One in Christ or “Christian”?
If baptism into Christ (3:27) means immersion in a trans-binary Oneness, it nonetheless doesn’t erase difference. On the contrary. Paul’s entire letter is an effort to protect difference and prevent the uniformity of an all-circumcised assembly of Jesus-followers, for this would mean return into the binary prison. Paul does not say that all believers become “Christians” either, but that they become one in Christ. Distinctions thought to be incompatible and mutually exclusive (such as circumcision versus foreskin) need to stay because they are messianically transformed toward solidarity across differences.
For Paul, this trans-binary practice of in-Christness is the litmus test of the new creation. It is not the foundation of a new religion in opposition to Judaism, but precisely the new messianic way for Jews and non-Jews becoming collectively children of God (3:26) and Abraham’s children and heirs (Galatians 3:29).
Clothed with Christ (3:27)
Baptism is often described as a dying with Christ (Romans 6:3–6; see also Galatians 2:19–20) that enables new life, a new quality of being human. The established binary identity markers are left behind and figuratively “drowning” in the baptismal waters. But what does being “(re)clothed with Christ” (3:27) mean if Christ died naked on a Roman cross after being stripped by Roman soldiers and his garments being divided among his crucifiers? (See also Matthew 27:27–37.) Perhaps it is precisely this nakedness of the Messiah/Christ who, according to Matthew 25:36, received clothing from “you” that signifies the “dress code” of messianic life.

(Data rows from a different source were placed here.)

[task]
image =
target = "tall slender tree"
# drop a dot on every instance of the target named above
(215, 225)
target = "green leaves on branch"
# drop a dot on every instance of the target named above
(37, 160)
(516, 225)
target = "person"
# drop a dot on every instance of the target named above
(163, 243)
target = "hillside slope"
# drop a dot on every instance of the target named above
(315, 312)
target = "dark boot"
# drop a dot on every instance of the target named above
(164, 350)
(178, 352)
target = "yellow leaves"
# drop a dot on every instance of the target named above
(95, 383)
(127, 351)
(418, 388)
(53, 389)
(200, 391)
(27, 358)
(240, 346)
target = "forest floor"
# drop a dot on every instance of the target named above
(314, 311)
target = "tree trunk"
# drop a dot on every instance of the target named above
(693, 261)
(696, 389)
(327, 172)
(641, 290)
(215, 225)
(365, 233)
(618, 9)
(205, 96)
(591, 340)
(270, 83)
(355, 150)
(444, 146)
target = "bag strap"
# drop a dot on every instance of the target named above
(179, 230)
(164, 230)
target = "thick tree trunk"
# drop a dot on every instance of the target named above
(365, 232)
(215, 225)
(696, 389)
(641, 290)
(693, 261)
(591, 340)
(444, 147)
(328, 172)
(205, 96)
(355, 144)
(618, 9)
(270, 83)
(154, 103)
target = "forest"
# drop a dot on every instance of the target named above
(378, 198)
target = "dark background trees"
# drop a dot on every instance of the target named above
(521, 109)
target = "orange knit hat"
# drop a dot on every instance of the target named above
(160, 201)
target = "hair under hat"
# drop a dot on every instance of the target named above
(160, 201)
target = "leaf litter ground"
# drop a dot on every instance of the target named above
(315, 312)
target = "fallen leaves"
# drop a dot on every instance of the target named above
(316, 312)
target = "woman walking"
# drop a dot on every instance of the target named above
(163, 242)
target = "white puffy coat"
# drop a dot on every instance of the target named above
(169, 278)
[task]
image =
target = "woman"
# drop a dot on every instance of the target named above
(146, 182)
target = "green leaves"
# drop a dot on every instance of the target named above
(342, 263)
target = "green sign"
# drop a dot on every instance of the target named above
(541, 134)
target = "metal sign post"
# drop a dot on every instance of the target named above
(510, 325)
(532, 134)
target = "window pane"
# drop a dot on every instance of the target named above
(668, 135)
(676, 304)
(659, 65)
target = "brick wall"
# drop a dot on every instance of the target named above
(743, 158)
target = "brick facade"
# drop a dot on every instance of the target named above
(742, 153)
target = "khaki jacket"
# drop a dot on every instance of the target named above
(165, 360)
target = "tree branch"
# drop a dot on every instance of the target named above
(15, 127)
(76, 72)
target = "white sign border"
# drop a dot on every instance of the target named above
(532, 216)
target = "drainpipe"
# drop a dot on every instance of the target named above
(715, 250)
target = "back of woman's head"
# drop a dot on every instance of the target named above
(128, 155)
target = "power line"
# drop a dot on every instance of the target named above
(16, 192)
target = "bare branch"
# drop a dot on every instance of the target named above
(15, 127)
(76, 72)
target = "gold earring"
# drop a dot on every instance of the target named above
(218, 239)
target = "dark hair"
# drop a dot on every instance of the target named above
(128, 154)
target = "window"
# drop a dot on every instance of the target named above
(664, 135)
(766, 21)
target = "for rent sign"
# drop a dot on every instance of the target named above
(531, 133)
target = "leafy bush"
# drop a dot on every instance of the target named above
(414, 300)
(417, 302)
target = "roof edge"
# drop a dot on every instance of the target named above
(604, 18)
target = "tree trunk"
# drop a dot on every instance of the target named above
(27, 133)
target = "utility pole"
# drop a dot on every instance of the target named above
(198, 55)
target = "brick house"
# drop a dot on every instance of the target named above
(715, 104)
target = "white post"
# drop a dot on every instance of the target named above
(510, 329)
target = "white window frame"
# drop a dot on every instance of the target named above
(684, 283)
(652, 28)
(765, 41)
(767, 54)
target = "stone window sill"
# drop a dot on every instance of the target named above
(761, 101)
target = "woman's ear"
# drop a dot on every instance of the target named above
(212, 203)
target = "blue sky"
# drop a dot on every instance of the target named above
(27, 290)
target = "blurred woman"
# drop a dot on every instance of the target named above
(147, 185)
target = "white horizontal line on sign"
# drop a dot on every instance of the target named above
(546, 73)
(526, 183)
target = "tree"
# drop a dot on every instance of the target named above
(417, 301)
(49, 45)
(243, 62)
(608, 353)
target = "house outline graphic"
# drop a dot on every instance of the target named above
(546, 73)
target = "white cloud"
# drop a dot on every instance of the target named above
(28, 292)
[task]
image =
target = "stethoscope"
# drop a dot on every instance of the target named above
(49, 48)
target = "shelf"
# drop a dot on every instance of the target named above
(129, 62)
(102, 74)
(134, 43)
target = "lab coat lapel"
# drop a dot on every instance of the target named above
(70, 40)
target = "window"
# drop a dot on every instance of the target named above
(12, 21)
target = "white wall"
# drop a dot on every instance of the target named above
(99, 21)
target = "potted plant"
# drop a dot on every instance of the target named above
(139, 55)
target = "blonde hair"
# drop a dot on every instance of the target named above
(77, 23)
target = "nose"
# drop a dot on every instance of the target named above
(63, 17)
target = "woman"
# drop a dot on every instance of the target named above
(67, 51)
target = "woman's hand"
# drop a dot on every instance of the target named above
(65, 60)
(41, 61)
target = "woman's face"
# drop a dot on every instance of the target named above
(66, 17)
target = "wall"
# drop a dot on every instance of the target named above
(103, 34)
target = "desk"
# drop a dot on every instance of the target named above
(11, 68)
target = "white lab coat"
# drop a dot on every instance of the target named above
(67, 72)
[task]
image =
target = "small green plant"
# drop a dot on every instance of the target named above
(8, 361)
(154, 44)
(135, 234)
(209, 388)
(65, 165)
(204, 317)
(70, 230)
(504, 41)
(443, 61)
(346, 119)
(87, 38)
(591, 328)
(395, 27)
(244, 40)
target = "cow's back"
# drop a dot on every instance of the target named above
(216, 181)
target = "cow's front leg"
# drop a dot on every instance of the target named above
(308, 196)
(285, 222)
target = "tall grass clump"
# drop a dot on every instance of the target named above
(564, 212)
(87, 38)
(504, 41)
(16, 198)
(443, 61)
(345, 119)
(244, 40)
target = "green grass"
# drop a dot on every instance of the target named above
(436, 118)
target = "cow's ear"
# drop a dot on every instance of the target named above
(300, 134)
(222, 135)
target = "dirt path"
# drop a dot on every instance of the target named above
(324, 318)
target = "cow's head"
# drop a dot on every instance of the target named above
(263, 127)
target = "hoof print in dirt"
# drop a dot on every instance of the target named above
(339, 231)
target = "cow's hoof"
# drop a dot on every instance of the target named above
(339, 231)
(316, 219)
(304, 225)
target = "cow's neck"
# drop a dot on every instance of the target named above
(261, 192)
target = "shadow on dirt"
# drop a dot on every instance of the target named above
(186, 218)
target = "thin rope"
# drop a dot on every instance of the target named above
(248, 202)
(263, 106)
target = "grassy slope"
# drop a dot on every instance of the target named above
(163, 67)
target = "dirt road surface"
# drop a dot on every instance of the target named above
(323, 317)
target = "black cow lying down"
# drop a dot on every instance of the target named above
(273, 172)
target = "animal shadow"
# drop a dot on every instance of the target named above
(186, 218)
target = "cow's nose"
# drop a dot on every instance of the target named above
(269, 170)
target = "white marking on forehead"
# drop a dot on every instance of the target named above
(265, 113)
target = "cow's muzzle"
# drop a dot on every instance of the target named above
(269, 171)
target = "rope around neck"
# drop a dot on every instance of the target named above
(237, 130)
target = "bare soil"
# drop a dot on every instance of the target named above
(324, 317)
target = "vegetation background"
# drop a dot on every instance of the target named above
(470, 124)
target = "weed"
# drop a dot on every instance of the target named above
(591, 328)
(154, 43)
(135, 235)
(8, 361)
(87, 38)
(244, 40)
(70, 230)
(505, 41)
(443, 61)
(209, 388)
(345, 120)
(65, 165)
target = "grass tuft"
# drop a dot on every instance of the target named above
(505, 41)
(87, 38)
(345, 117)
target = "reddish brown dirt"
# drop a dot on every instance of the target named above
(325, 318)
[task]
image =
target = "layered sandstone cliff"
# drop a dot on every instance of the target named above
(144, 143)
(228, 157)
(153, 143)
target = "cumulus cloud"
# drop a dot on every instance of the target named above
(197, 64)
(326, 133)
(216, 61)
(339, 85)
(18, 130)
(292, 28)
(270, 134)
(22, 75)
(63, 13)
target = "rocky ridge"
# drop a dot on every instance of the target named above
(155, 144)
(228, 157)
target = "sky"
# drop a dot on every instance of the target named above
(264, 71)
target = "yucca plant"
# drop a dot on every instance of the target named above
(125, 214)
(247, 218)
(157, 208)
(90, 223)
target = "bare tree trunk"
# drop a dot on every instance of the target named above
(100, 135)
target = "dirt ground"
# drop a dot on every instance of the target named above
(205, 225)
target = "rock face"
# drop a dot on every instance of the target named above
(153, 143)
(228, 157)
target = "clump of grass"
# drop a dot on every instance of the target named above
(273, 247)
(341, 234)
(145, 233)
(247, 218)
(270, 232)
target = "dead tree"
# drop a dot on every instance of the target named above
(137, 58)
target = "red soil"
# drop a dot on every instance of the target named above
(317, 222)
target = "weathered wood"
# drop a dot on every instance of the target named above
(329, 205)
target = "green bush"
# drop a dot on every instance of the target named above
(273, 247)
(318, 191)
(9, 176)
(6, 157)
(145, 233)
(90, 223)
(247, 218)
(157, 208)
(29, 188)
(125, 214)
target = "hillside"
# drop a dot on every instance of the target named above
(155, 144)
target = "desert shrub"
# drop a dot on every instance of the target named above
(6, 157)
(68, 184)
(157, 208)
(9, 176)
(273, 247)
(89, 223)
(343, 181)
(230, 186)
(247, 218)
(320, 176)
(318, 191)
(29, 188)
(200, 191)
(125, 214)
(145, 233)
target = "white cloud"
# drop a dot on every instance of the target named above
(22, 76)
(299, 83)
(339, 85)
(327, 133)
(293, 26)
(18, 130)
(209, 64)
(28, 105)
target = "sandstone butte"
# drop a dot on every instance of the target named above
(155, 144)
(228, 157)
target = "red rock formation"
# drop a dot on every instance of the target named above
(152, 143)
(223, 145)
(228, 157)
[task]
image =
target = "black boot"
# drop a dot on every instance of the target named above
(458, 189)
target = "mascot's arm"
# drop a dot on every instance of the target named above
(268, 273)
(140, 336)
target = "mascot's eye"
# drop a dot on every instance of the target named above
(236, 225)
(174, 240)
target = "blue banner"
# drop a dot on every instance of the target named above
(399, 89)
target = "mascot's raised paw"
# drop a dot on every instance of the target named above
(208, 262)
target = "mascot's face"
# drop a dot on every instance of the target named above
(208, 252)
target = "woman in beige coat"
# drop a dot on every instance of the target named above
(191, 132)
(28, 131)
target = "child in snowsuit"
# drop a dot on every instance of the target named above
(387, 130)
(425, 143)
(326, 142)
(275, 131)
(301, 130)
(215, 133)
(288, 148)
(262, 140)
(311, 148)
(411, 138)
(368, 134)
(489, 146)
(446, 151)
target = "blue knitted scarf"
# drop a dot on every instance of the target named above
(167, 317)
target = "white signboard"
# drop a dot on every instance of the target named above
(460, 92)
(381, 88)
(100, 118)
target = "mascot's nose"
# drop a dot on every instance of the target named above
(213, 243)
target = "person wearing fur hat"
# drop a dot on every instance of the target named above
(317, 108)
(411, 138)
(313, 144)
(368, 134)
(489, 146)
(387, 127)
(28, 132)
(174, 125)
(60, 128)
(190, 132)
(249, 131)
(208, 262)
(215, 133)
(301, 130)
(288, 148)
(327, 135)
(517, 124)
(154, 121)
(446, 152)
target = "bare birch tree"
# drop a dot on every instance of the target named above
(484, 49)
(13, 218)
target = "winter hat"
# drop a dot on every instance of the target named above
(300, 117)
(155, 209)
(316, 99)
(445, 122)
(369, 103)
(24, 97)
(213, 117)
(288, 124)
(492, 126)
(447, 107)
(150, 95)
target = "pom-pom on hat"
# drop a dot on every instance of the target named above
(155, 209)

Stripped of all brand names, privileges, and righteousness that make “us” better and more worthy than “them,” the self emerges from baptism as entirely other, capable of being with, for, like the other: “I live no longer as I [egō], but Christ lives in me” (2:20).
One in Christ—or Caesar?
Tensions with Roman law are simmering directly under the surface of Paul’s text. For the law of hierarchical binaries is indispensable as law of domination. Rome rules by dividing. If Jews, Celtic Galatians, and other nations inhabiting the multiethnic Roman province of Galatia3 become one in the body of a Jewish provincial Messiah who had been executed by Roman law as a political troublemaker, this is trouble.
Non-Jewish nations no longer declaring their sole allegiance to Caesar, as they had before, but to the One God of the Jews who had ridiculed Roman law enforcement by resurrecting God’s criminal son—this is even more trouble. Not to speak about the insolence of calling themselves collectively sons/children of this God (Galatians 3:26)—an honorary designation reserved for Caesar. He alone was son of God, God, Savior, and Lord for the nations.
But for Paul, the liberating disclosure/revelation (apocalyptō, 3:23; see also 1:12) of Christ-faith means resistant and transformative trust/belief that another world under a different law is possible, where human beings no longer act as one-against-other but in solidarity with One-an(d)-Other.
Notes
- J. Louis Martyn, ed., Galatians: A New Translation with Introduction and Commentary, 1st ed., Anchor Bible 33A (New York: Doubleday, 1998), 363.
- Martyn., 403–406.
- For a brief introduction to the context and text of Galatians, see Brigitte Kahl, “Galatians,” in Margaret Aymer, Cynthia Brigs Kittredge, and David A. Sanchez, eds., The Letters and Legacy of Paul, Fortress Commentary on the Bible (Minneapolis: Fortress Press, 2016), 503–525.